Нет, никому не дано понять всю ублюдочность этой работы. Эти кучи пассажиров, которые то улыбаются, то дуются. Я чувствовал себя так, будто меня подставили, будто я в ответе за их кошмары, будто я козел отпущения, заложник их дурного настроения. Мне было всего двадцать два года. Катя слушала меня вполуха, она была слишком далекой от всего этого, слишком заземленной. Она удивлялась, как нагромождение этих пустяков могло довести меня до такого состояния. Какого состояния? Это было что-то вроде расстройства, разлада, когда уже не понимаешь, на твердой ты земле или тебя все еще трясет, в голове буря, способная пустить по ветру все запасы памяти. И еще усталость, усталость от переизбытка событий, какой-то экстаз изнурения, когда веки опускаются сами собой на вытаращенные глаза, кости разогреваются от странных, безболезненных судорог, мышцы расслабляются, зато рукам хочется что-нибудь разбить, сломать. Грязь облепляет тебя всего, почти ощутимая, обтягивающая, как чулок, — испарина, десятки раз высушенная вентиляцией. Не говоря о самом худшем — дыхание, неуловимый привкус во рту, всегда один и тот же, ощущение каких-то металлических миазмов. Это мучит всех проводников, мы обмениваемся рецептами: апельсины, кофе со льдом, кукурузное виски, но ничто не помогает, привкус остается на нёбе, будто некая взвесь, в течение добрых двух дней.
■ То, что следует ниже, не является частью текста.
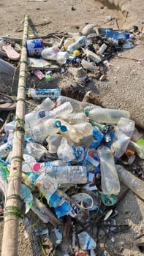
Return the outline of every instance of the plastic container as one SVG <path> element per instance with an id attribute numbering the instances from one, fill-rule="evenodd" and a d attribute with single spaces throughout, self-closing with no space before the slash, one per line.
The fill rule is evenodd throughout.
<path id="1" fill-rule="evenodd" d="M 65 50 L 67 50 L 68 47 L 75 42 L 75 39 L 72 37 L 67 38 L 64 42 L 64 47 Z"/>
<path id="2" fill-rule="evenodd" d="M 70 102 L 64 102 L 60 106 L 54 108 L 50 112 L 45 112 L 45 117 L 47 118 L 55 118 L 57 117 L 65 117 L 67 114 L 73 111 L 73 108 Z"/>
<path id="3" fill-rule="evenodd" d="M 22 171 L 23 173 L 31 173 L 33 171 L 38 171 L 40 168 L 39 163 L 36 162 L 36 159 L 34 157 L 27 154 L 23 154 L 23 159 L 24 162 L 23 162 L 22 165 Z M 12 153 L 9 154 L 9 156 L 7 159 L 7 161 L 10 164 L 12 159 Z"/>
<path id="4" fill-rule="evenodd" d="M 34 142 L 27 143 L 25 151 L 28 154 L 34 157 L 37 161 L 45 158 L 48 154 L 47 149 L 43 146 Z"/>
<path id="5" fill-rule="evenodd" d="M 43 143 L 49 135 L 58 133 L 60 127 L 53 125 L 56 119 L 39 121 L 39 124 L 29 130 L 29 134 L 36 142 Z"/>
<path id="6" fill-rule="evenodd" d="M 99 146 L 97 154 L 100 160 L 102 193 L 107 195 L 118 195 L 120 183 L 110 149 L 106 146 Z"/>
<path id="7" fill-rule="evenodd" d="M 89 111 L 88 116 L 97 123 L 117 124 L 121 117 L 129 118 L 129 113 L 109 108 L 95 108 Z"/>
<path id="8" fill-rule="evenodd" d="M 39 123 L 39 119 L 46 118 L 46 113 L 53 108 L 55 104 L 49 98 L 46 98 L 43 102 L 34 108 L 34 111 L 25 115 L 25 129 L 26 131 Z"/>
<path id="9" fill-rule="evenodd" d="M 54 102 L 48 97 L 44 99 L 41 104 L 38 105 L 38 106 L 34 108 L 34 111 L 50 111 L 54 108 Z"/>
<path id="10" fill-rule="evenodd" d="M 50 153 L 57 153 L 58 148 L 61 144 L 62 138 L 63 136 L 59 134 L 55 134 L 48 136 L 48 138 L 46 139 L 46 141 L 48 143 L 47 148 Z"/>
<path id="11" fill-rule="evenodd" d="M 72 113 L 65 116 L 64 120 L 71 124 L 84 123 L 87 121 L 87 116 L 84 113 Z"/>
<path id="12" fill-rule="evenodd" d="M 61 95 L 61 90 L 59 88 L 54 89 L 34 89 L 29 88 L 27 91 L 28 97 L 30 98 L 41 99 L 49 97 L 51 99 L 57 99 Z"/>
<path id="13" fill-rule="evenodd" d="M 42 57 L 45 59 L 55 61 L 57 59 L 57 54 L 59 52 L 57 46 L 47 47 L 42 50 Z"/>
<path id="14" fill-rule="evenodd" d="M 102 61 L 99 55 L 93 53 L 91 50 L 86 49 L 84 50 L 84 52 L 86 54 L 86 57 L 88 58 L 91 61 L 96 62 L 97 64 Z"/>
<path id="15" fill-rule="evenodd" d="M 77 120 L 78 123 L 78 120 Z M 73 125 L 73 127 L 75 127 L 77 130 L 82 133 L 85 137 L 93 135 L 93 127 L 90 123 L 83 122 L 78 123 Z"/>
<path id="16" fill-rule="evenodd" d="M 87 169 L 80 165 L 44 166 L 41 167 L 48 177 L 59 184 L 83 184 L 87 182 Z"/>
<path id="17" fill-rule="evenodd" d="M 143 143 L 140 143 L 140 141 L 141 140 L 143 139 L 138 140 L 136 143 L 130 140 L 129 143 L 129 148 L 134 150 L 137 152 L 139 157 L 142 159 L 144 159 L 144 142 Z"/>
<path id="18" fill-rule="evenodd" d="M 70 102 L 70 104 L 73 108 L 73 112 L 75 112 L 75 113 L 83 112 L 86 109 L 88 110 L 90 110 L 96 108 L 99 108 L 99 106 L 96 106 L 94 104 L 80 102 L 77 99 L 74 99 L 72 98 L 69 98 L 68 97 L 62 96 L 62 95 L 58 97 L 56 102 L 56 106 L 58 107 L 66 102 Z"/>
<path id="19" fill-rule="evenodd" d="M 112 29 L 105 29 L 105 37 L 110 37 L 115 40 L 124 39 L 126 40 L 129 38 L 129 34 L 126 33 L 124 31 L 115 31 Z"/>
<path id="20" fill-rule="evenodd" d="M 45 118 L 45 112 L 39 110 L 38 112 L 32 111 L 25 116 L 25 129 L 29 132 L 29 129 L 39 123 L 39 119 Z"/>
<path id="21" fill-rule="evenodd" d="M 6 157 L 12 149 L 13 139 L 0 146 L 0 157 Z"/>
<path id="22" fill-rule="evenodd" d="M 47 199 L 49 203 L 51 195 L 57 190 L 58 184 L 45 173 L 42 173 L 37 178 L 35 185 L 38 187 L 40 192 Z"/>
<path id="23" fill-rule="evenodd" d="M 126 151 L 130 138 L 134 130 L 134 121 L 124 118 L 121 118 L 115 131 L 116 140 L 110 147 L 115 157 L 120 158 Z"/>
<path id="24" fill-rule="evenodd" d="M 64 166 L 67 165 L 66 162 L 62 160 L 54 160 L 54 161 L 47 161 L 40 163 L 40 172 L 48 173 L 56 166 Z"/>
<path id="25" fill-rule="evenodd" d="M 67 51 L 69 53 L 73 53 L 75 50 L 80 48 L 87 44 L 87 38 L 86 36 L 80 37 L 76 42 L 70 45 L 67 48 Z"/>
<path id="26" fill-rule="evenodd" d="M 75 143 L 80 143 L 85 135 L 81 134 L 74 126 L 62 119 L 56 120 L 54 127 L 59 129 L 58 132 Z"/>
<path id="27" fill-rule="evenodd" d="M 121 165 L 116 165 L 120 180 L 132 191 L 144 200 L 144 182 L 134 176 Z"/>
<path id="28" fill-rule="evenodd" d="M 22 171 L 23 173 L 31 173 L 33 170 L 39 170 L 39 164 L 36 162 L 34 157 L 27 154 L 23 154 L 24 162 L 22 165 Z"/>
Мы знаем, у этого вкуса есть даже собственный звук, он доносится к нам из кондиционеров и водонагревателей, свистит и стрекочет в ушах зловонным, использованным и переиспользованным воздухом, тухлым кислородом. Можно, конечно, открыть окно — засыпаешь, исхлестанный ветром, накачанный им, и просыпаешься, стуча зубами. Тогда опять возвращаешься к кондиционированному воздуху с примесью пыли от одеял, ощущение — будто грязного белья нажевался. Да, именно так, но как об этом скажешь? Кому предложишь столь омерзительный образ?
По счастью, существует сигарета, ею и разряжаешь обстановку. Табак больше не друг или враг, затягиваешься совершенно механически, горячий дым чертовски хорошо сочетается с этим привкусом, они будто созданы друг для друга. Чаще всего окурок дымится сам по себе, приткнувшись в пепельнице, вделанной в подлокотник кресла, и это совершенно неважно, лишь бы тлел, сведенный к роли фимиама. В Париже я к хабарикам даже не прикасаюсь.
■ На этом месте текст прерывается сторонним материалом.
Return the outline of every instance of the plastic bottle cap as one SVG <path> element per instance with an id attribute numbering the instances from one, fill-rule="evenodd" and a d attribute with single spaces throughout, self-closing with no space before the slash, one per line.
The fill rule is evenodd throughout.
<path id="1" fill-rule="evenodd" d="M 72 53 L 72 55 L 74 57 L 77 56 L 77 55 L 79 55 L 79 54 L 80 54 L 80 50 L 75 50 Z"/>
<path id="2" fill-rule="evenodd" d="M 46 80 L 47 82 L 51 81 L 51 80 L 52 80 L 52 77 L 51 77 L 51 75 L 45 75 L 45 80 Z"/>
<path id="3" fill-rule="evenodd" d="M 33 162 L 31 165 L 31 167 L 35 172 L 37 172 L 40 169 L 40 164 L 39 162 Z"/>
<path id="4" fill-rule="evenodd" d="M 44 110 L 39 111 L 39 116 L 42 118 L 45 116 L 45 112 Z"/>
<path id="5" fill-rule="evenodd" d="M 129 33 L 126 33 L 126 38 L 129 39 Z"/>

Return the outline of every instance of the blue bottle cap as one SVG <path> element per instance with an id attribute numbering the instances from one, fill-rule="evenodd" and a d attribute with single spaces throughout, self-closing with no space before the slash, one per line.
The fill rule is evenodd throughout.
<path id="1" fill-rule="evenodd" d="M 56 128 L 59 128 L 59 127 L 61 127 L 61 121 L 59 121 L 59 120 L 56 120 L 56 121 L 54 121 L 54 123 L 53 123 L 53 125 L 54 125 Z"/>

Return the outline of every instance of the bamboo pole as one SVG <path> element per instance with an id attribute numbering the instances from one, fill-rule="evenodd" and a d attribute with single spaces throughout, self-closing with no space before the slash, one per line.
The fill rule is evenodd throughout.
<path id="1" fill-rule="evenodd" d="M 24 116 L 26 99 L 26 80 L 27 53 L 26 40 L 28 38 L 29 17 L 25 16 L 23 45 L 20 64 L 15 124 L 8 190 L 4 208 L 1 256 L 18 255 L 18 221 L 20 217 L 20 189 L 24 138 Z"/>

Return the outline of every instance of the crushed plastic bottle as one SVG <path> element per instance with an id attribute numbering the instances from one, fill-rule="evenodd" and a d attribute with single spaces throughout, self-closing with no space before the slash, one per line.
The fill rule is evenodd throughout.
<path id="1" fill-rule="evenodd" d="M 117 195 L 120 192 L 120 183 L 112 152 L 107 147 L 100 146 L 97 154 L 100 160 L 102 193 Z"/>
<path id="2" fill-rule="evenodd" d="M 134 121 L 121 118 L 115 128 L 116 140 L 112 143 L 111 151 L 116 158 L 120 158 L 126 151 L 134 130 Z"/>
Еще не проснувшаяся Катя смотрит на эту помятую фигуру, которой даже в голову не приходит снять с себя галстук, на эту блуждающую, бессмысленно суетливую тень. Я уже не помню, как зажигается газ под кофеваркой, забываю, что имею право разуться, пытаюсь спросить ее, чем она занималась в Париже, но она прекрасно чувствует, что мне на это наплевать. Да и что с ней такого могло произойти? Какие-нибудь пустяки, еще более ничтожные, чем мои. Но мои-то пустяки вне всякой нормы, вне сюжета, вне контекста. Я становлюсь почти злым, я насмехаюсь над ее равновесием, подозреваю, что в какой-то момент она отключилась, сержусь на нее за то, что она пропустила какую-то мелочь. Что я об этом знаю, в конце концов? Я несправедлив, и она дает мне на это право. Я начинаю говорить еще быстрее, увлеченно рассказываю, что какой-то человек ночью в почти пустом поезде описывал мне, как накануне умирала его жена. Как ему необходимо было выговориться, поведать кому-нибудь об этом крохотном водяном пузырьке, из-за которого лопнуло ее легкое, и как она тихо содрогнулась в глубоком выдохе. И я засыпаю в Катиной постели посреди фразы. Она выходит, деликатно притворив дверь. Как делает всякий раз по моем возвращении.
— И что же? Сколько времени вам нужно, чтобы оклематься от этого бардака? Я хочу сказать, от этих глупостей?